Старшина сделал Новикову замечание:
— Ты чего тянешь, Филимон?
— Они еще это… отдыхают, — ответил тот.
— «Отдыхают!» — передразнил его Наумов. — Наверно, ждут не дождутся, когда ты хомут лошадям накинешь!
— Так выходной ведь, — опять заговорил Новиков. — И хлопцы вон пошли на «пятачок»…
— Вот человек! — воскликнул старшина и неожиданно сдался: — Ну ладно, только один номер — и баста…
Донеслись звуки баяна, девушки враз поднялись на ноги и гуськом потянулись к берегу Прута.

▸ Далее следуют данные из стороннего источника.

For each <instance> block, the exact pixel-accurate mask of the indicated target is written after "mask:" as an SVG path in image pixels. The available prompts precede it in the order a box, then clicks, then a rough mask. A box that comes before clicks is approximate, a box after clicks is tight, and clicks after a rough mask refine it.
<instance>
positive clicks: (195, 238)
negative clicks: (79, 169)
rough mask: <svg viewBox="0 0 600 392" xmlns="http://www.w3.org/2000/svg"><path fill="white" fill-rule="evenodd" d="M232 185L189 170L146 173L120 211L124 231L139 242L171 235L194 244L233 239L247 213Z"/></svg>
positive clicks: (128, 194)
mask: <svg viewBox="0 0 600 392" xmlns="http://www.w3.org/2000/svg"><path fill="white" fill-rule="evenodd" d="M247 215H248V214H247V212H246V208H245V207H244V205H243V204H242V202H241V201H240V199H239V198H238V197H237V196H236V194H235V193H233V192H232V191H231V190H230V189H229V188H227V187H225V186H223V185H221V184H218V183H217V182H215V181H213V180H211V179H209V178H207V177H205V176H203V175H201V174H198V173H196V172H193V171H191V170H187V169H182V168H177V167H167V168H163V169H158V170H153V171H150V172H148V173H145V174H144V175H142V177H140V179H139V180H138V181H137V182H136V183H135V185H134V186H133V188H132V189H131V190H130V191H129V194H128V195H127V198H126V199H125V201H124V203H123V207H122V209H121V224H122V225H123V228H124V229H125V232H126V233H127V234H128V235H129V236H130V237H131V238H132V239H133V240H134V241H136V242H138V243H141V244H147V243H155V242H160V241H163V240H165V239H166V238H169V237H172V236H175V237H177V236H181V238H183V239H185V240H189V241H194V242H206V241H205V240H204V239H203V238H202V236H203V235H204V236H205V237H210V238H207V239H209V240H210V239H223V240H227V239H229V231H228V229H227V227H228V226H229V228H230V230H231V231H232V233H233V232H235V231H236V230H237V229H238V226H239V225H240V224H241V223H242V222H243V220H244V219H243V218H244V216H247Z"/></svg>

У комля старой шелковицы, что стояла на самом берегу реки, сидел с баяном ефрейтор Никулин, а под раскидистой кроной, на «пятачке» столпились пограничники, ловили в ладони перезрелые плоды тутового дерева, забрасывали их, как семечки, в рот.
Старшина, окинув всех быстрым взглядом, кивнул Никулину:
— Давай!
Ефрейтор выдержал небольшую паузу и развернул мехи баяна. Ребята сразу расступились, в круг вошел Филимон. Но это был уже не простецкий парень, не повозочный Новиков, а настоящий артист!
И началось! Заплескались звуки баяна, молодые голоса подхватили мотив плясовой, а Филька чертил на «пятачке» круг. Он чертил его правой ногой, как циркулем, присев на левой, потом винтом поднялся вверх и поплыл по кругу на носочках.
Молдаванки — тут как тут. Подергивая плечами, подхватывают припев:
И вдруг тишина. Филька застыл на одной ноге, как статуя. Взрыв хохота и аплодисменты.
— Молдаванеску! — вскрикнула, сверкнув угольно-черными глазами, Мариора…
Пограничники ходят по кольцу «пятачка». Рука Полынина — на горячем плече Мариоры, слева оказался Третьяков.
После танца Полынин вышел из круга под руку с Мариорой. Дошли до соседней шелковицы и остановились, поглядывая на потемневшую воду реки. И тут тенькнула какая-то пичуга.
— Кынтэ пассэре, — сказала девушка.
— Птица поет, — перевел Третьяков, выросший словно из-под земли.
Мариора подхватила его под руку, и втроем они вышли на берег реки, сели на сухую бровку, свесив ноги с крутого обрыва.
— А как будет «девушка» по-молдавски? — спросил Полынин.
— Де-евушка? — задумалась Мариора.
— Ну да, вот — ты?
— Я, я? Фатэ…
— А красивая как!
— Ну, ну! — засмеялась Мариора и покачала головой.
— Ну все-таки! — допытывался он, сам дивясь своей смелости.
— Это… будет… фрумоса, — сказала девушка.
— Значит, ты — фата фрумоса! — сказал Полынин и легонько прижал ее локоть к себе.
— А «молоко» по-молдавски «лапти», — проговорил Третьяков и нервно стал ладить самокрутку, просыпая на колени табак.
Полынин недоуменно поглядел на него, отпустил локоть Мариоры.
— Разрешите доложить? — подбежал Филимон. — Кабриолет готов!
— Кабриолет! — рассмеялась Мариора.
— Наша боевая тачанка — к вашим услугам, товарищ Мариора! — сделал широкий жест Новиков, а потом погрозил пальцем радисту: — По чужой борозде не пашут!..
Казалось, это было в каком-то далеком краю, где росли шелковицы, роняя темно-фиолетовые сережки плодов, парили над землей аисты, выходила в открытую заводь царственная птица лебедь, стоял нетронутым высокий камыш, оберегающий шумный и беззаботный мир обитателей лиманов…
И невозможно было представить, что все это будет сметено остервенелым огнем орудий, что враз преобразится земля, перепаханная раскаленной сталью, и для всего доброго и живого на ней не окажется места…
ПРОРЫВ
…Сержанта Полынина разбудила глухая, немыслимая на фронте тишина, и в первую минуту ему показалось, что лежит он на берегу лесной безлюдной речки, куда в довоенную пору ездил с ночевкой. Темные кроны деревьев уходят в небо, а в просвет листвы видны тонкие перья облаков, чуть подкрашенные зарей. Кругом — ни души, и слышно, как за прибрежными тальниками начинает играть верхоплавка, гоняясь за мошкарой, оставшейся с ночи у воды. Еще не поднялось солнце и не согнало крапивное племя под лист — и плавится на реке рыба… И вдруг — совсем рядом — звякнули подковки солдатских сапог. Полынин обернулся и увидел часового. Тот пристально глядел на сержанта.
— Чего тебе, Мокеев? — спросил Полынин, облокотившись на выступающий из земли затвердевший корень тополя.